KUALA LUMPUR (Reuters) - Malaysia’s Petronas PETR.UL aims to overcome Canada’s opposition to its $5.2 billion bid for Progress Energy Resources PRQ.TO by adding more independent directors to the board of the gas producer, the Financial Times reported.
The newspaper cited the Malaysian state oil firm’s chief executive Shamsul Azhar Abbas as saying in an interview that Petronas was prepared to make the move to soothe Canada’s concerns about a lack of transparency after the takeover.
Canada blocked Petronas’s bid for Progress last month, with Industry Minister Christian Paradis saying it was unlikely to bring a “net benefit” to the country. Petronas and Progress are planning a multibillion-dollar liquefied natural gas plant on Canada’s West Coast.
Petronas has said it plans to make further submissions to win approval.
“We’ve told them if you want more transparency from us we’re prepared to increase the number of independent directors (on the Progress board). It’s good governance,” Shamsul was quoted as saying by the newspaper.

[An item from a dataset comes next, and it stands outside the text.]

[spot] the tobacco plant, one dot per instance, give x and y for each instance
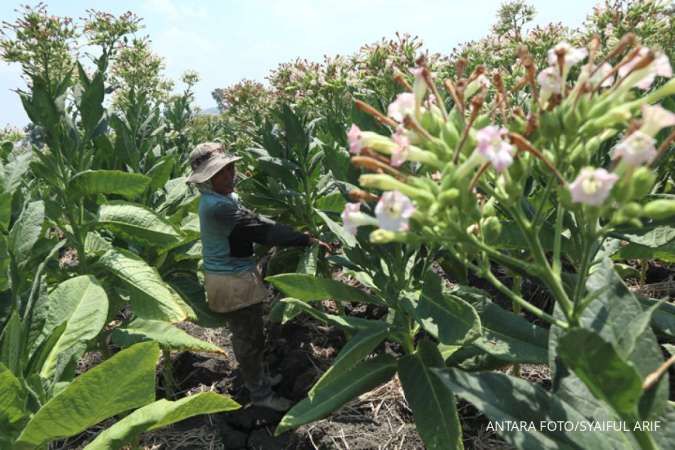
(535, 182)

Shamsul also said Petronas as a whole had become more transparent since he took over in 2010, even though he reported ultimately to Malaysian Prime Minister Najib Razak.
“In terms of governance and transparency we are not a publicly listed company but we behave as one. There is no interference from the government,” Shamsul said.
Petronas is Malaysia’s largest single taxpayer and its biggest source of revenue, covering as much as 45 percent of the government’s annual budget.
Shamsul said Petronas has been in talks to cut special dividend payments to the government, which amounted to 28 billion ringgit last year. The dividend would be cut next year by a billion ringgit and likely fall further each year, he said.